The LDA model can be used like any other machine learning model with all raw inputs. It can also be used for dimensionality reduction. This tutorial is focused on the latter only.

No, both feature selection and dimensionality reduction transform the raw data into a form that has fewer variables that can then be fed into a model. The benefit in both cases is that the model operates on fewer input variables.

Dear Dr Jason,

Thank you again for your reply, it is appreciated.

In relation to the 2nd paragraph of your reply, those fewer variables are the projected variables which are used in the model which are then used to decide the model’s output y.

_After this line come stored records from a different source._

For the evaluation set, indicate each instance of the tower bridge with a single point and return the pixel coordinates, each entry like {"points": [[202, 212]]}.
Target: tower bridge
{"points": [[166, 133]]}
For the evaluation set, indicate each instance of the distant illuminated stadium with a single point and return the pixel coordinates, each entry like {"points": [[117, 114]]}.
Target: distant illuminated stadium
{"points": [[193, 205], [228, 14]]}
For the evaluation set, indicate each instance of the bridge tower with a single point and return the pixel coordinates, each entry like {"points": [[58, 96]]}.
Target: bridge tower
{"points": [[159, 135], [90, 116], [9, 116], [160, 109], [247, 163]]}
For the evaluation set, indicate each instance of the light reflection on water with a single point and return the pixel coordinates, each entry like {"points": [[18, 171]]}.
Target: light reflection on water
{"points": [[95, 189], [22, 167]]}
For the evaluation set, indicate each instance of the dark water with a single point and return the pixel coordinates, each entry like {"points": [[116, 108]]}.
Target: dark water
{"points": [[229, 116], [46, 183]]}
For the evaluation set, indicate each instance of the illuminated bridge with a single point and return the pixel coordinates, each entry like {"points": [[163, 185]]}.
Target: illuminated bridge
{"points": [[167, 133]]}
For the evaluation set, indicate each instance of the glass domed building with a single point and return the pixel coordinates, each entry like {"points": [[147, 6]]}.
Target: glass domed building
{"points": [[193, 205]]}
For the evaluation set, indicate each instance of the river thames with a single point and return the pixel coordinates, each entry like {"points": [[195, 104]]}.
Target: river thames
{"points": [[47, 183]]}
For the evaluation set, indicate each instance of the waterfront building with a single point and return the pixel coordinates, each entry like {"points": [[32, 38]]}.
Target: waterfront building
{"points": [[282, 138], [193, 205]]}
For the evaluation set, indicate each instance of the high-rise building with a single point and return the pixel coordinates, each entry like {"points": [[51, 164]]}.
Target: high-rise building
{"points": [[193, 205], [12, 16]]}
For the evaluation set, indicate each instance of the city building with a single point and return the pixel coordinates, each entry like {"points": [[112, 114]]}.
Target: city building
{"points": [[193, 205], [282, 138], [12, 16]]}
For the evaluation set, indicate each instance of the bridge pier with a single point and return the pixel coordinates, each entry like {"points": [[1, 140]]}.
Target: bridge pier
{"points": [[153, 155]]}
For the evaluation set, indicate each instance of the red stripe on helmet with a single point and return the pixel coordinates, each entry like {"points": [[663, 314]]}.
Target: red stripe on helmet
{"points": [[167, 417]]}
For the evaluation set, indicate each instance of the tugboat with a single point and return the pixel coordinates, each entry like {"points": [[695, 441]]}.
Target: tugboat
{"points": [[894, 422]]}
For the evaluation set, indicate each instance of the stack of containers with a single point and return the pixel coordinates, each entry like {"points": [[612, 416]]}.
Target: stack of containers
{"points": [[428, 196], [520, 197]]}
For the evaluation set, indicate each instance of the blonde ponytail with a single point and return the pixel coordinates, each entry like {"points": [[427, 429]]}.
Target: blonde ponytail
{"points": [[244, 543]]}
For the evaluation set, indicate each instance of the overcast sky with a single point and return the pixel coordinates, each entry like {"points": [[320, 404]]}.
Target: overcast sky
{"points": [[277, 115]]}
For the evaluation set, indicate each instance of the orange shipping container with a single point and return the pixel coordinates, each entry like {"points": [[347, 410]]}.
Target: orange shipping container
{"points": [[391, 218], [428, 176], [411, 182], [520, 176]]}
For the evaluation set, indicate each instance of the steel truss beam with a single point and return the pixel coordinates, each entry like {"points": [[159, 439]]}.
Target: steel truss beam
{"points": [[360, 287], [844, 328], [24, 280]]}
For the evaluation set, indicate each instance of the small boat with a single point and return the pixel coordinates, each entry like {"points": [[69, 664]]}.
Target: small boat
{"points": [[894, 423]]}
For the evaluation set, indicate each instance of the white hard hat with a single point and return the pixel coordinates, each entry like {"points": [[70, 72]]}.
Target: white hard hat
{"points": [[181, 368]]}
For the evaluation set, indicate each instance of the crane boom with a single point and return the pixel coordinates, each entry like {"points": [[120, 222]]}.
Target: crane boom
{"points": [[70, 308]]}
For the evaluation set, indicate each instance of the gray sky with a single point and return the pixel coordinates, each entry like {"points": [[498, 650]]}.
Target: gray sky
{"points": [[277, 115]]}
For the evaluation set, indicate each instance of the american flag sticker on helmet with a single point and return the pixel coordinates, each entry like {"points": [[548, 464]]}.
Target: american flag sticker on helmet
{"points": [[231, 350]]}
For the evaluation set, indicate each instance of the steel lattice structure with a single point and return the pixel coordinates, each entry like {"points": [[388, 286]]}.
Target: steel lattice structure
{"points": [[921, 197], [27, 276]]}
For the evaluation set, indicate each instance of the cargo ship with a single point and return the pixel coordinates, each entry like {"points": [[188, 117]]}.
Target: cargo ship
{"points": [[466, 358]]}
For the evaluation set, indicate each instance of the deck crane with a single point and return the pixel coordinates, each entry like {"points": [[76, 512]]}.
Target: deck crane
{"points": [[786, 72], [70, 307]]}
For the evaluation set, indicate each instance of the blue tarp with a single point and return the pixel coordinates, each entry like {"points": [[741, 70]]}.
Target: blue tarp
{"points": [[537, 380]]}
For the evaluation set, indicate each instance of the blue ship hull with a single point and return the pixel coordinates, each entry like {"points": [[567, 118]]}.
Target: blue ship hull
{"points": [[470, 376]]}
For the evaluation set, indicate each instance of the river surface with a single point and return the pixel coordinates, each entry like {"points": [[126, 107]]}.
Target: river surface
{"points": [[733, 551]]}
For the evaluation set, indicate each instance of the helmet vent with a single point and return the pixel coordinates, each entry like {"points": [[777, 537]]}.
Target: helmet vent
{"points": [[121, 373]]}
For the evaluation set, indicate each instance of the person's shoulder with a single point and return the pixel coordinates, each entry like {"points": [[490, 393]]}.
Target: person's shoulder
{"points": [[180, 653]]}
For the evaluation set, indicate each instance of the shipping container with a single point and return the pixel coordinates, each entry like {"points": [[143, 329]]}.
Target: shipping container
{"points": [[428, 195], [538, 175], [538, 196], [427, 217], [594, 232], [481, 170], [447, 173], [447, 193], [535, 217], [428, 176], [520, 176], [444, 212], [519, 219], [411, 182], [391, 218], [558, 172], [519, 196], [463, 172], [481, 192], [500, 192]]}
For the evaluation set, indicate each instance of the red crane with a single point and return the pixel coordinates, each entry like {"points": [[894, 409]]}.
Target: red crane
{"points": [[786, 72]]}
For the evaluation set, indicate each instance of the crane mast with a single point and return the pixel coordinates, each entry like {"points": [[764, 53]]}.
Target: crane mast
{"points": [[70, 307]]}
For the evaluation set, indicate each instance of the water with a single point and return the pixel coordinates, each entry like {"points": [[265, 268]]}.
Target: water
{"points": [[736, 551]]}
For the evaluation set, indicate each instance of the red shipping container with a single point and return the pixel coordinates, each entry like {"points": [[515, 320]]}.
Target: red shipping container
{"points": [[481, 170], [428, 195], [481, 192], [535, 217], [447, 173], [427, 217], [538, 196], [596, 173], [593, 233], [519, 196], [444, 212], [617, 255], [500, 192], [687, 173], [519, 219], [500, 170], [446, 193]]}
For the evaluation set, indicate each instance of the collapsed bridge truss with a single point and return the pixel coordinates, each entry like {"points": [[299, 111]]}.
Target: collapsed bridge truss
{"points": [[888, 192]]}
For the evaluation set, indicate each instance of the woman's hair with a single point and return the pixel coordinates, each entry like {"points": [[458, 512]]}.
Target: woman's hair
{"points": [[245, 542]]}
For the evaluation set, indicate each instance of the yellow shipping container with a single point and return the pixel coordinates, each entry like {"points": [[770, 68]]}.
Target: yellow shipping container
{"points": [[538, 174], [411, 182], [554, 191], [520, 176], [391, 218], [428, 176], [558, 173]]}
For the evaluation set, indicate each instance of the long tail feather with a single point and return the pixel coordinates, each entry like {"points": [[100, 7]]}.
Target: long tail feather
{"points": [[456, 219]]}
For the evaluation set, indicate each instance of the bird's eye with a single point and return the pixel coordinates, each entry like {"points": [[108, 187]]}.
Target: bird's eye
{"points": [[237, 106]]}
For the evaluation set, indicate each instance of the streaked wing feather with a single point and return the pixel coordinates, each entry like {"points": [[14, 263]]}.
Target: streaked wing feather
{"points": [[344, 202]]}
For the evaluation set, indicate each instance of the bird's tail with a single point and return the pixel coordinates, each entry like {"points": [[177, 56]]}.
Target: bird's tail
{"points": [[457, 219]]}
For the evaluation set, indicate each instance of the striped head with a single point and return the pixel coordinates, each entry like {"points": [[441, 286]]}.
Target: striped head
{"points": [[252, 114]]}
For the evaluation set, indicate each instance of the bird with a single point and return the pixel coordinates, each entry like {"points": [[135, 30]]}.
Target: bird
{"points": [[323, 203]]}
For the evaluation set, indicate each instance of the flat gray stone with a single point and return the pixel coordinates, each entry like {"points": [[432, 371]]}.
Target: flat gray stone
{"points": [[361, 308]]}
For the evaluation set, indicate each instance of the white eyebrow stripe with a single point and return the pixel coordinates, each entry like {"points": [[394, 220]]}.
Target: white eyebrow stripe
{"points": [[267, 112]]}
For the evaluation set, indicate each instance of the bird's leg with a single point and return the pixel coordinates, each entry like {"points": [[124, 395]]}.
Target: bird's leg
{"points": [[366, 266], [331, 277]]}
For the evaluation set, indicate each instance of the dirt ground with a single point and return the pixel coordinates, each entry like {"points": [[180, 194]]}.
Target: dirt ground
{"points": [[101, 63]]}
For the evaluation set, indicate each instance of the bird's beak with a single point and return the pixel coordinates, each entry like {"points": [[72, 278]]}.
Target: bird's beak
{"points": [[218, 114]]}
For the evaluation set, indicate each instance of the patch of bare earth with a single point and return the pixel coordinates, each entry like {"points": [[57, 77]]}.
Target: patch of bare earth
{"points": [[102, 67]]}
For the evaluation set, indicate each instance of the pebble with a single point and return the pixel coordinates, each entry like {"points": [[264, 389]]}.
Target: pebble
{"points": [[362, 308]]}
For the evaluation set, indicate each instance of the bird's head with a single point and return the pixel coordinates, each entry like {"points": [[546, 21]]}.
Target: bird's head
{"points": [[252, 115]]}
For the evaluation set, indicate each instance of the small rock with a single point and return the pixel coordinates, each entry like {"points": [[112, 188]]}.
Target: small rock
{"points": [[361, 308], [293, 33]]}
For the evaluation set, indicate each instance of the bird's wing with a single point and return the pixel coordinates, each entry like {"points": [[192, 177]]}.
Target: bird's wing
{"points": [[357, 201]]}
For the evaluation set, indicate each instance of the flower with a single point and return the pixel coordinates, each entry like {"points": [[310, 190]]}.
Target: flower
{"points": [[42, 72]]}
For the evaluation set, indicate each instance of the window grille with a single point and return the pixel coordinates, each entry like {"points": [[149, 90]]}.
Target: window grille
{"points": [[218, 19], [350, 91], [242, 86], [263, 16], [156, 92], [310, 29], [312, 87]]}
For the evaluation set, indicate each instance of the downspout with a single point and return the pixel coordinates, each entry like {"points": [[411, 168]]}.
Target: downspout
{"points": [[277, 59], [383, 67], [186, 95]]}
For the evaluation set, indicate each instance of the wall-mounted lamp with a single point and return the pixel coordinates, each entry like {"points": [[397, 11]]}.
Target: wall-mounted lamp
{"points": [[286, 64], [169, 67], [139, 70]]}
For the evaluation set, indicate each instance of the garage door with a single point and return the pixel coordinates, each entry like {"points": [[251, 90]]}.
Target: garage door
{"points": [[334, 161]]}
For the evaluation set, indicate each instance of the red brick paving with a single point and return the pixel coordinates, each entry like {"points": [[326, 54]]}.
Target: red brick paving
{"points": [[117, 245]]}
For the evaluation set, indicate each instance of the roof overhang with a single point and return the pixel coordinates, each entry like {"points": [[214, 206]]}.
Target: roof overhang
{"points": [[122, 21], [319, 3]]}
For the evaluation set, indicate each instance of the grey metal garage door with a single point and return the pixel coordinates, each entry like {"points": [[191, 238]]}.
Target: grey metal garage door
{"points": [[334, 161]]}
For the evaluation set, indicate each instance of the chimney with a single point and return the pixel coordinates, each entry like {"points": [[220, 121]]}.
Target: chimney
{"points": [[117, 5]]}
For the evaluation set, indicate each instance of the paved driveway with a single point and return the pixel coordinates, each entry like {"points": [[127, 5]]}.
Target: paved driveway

Thus the decision to decide the value of y is based on probability since one can use the predict probability function in LDA’s predict_proba method..

Thank you,

Anthony of Sydney

Since LDA is a supervised method that requires labels to impart class separation in the transformed feature space. You mentioned that the original features no longer exist and new features are constructed that are not directly comparable to the original data. But havent these new features seen the correct labels, so in essence wouldnt it be overfitting to use the LDA model to test data within the LDA model?

And while that may/may not be obvious, you also mention that any new data that is fed to the model in the future when making predictions, such as test dataset and new datasets, must also be projected using the same technique. Since LDA requires labels, how do you predict on new unseen/unlabeled test data?

The reason I ask, I am working on a project and I used LDA and got some good class separation and tremendous dimensionality reduction. Then I used logistic regression on the transformed feature space and performed cross validation. I am getting nearly 100% accuracy for each fold and I’m skeptical as to whether this is because the LDA model already trained on the data its classifying on. Also, I’m not sure how to make predictions of unseen data without already knowing the label.

Great questions!

Maybe, but generally: no. You could make the same argument for any model trained on data that has known labels.

The approach to create the projection is learned from training data.

Well done! Ensure you are avoiding data leakage. Compare results to a logistic regression on the raw data, maybe the projection is not needed / the prediction problem is easy/trivial (a win!).